Boom. “…need you to come in and make a statement." Tears are streaming down my cheeks. “You there, mate?" I draw a shuddering breath. “I...I mean, are you sure? I was going to meet her folks next week—" The cop laughs explosively. “-Aw, sorry mate, I’m not laughing at you. It’s just that we’ve been after this girl for a long time, and some of the bullshit stories she’s been telling... Her folks are dead, mate. Died when Wollongong got stomped.” BOOM. “So when’d you reckon you could come in and make a statement?” With the car out of commission, I beg a lift. “Sure, mate. Well get someone over tomorrow.” A pause. “By the way—I know this is a personal question, but...you have been sleeping with her, I s’pose?” “Yes?” “Okay. Look, ah, you should get an AIDS test.” I can’t think of anything to say. BOOM. The room trembles as I hang up the phone. My heart pounds, breath coming in short, sharp gasps. Numbness grips me, adrenalin icing my veins. I feel light-headed and weak. The room seems to fade, patchy contrasts of light and shade pressing in, muffling the outside world. BOOM! A dull shriek pierces the fog. The window darkens. Helicopters buzz angrily overhead.
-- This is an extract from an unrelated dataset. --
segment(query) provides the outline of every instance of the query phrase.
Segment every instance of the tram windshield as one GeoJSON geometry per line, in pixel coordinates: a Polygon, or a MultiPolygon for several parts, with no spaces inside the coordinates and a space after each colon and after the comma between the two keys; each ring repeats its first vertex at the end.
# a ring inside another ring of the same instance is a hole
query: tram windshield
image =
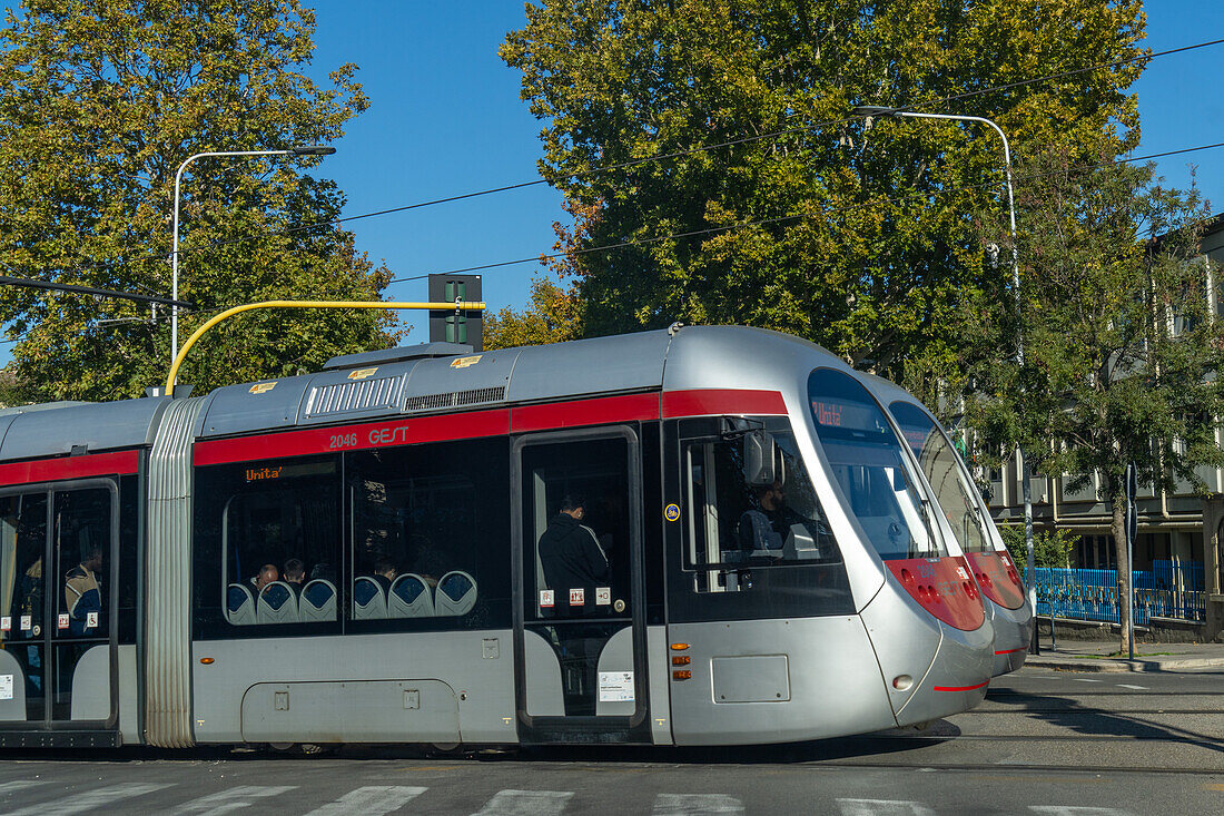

The smell of alien flesh and petroleum combines to nauseating effect. I loved her. Only three weeks, but... And now— It hits without warning, like a tsunami. Rage. White heat burns my face. I stagger, trying to scream, choking as my mouth fills with spittle. I want to tear the room apart. I want to crush, destroy, kill. Until everything lies in ruin. Until the pain goes away. But the rage is too great; I writhe impotently under its
weight, unable to move, unable to breathe— BOOM! The impact releases me. Shrieking my hatred, I run to the door, slam it open, pound down the stairs to the street and out into the middle of the road. I stand there, shaking uncontrollably, mucus bubbling from my eyes, nose and mouth: the Hulk in trendy clubwear, roaring defiance at this shitheap of a world, fists clenched, ready to lay waste to all before me. “Come on, you bastards! Come on! Come on, I'll kill you, you bastards! Arryhhhhhh!" The Beastie looms over me, unconcerned, perhaps not even aware, as if I were a bug underfoot. The thought enrages me beyond all reason. I scream again, ready to sink my nails into reptilian flesh— This, I suddenly realize, is the ’Beasties’ secret. Rage. Raw emotion, providing power enough to move monsters through time and space, to fuel rampages through brick and mortar and steel, to shield against the arsenals of humankind, the agonies of everyday life— I grin savagely, glaring upwards, arms thrown wide in open challenge. “Have a go, you bastard! Come on, have a go! I’ll rip your bloody head off! Come on—do your fucking worst!” A mighty foot descends, blotting out the world.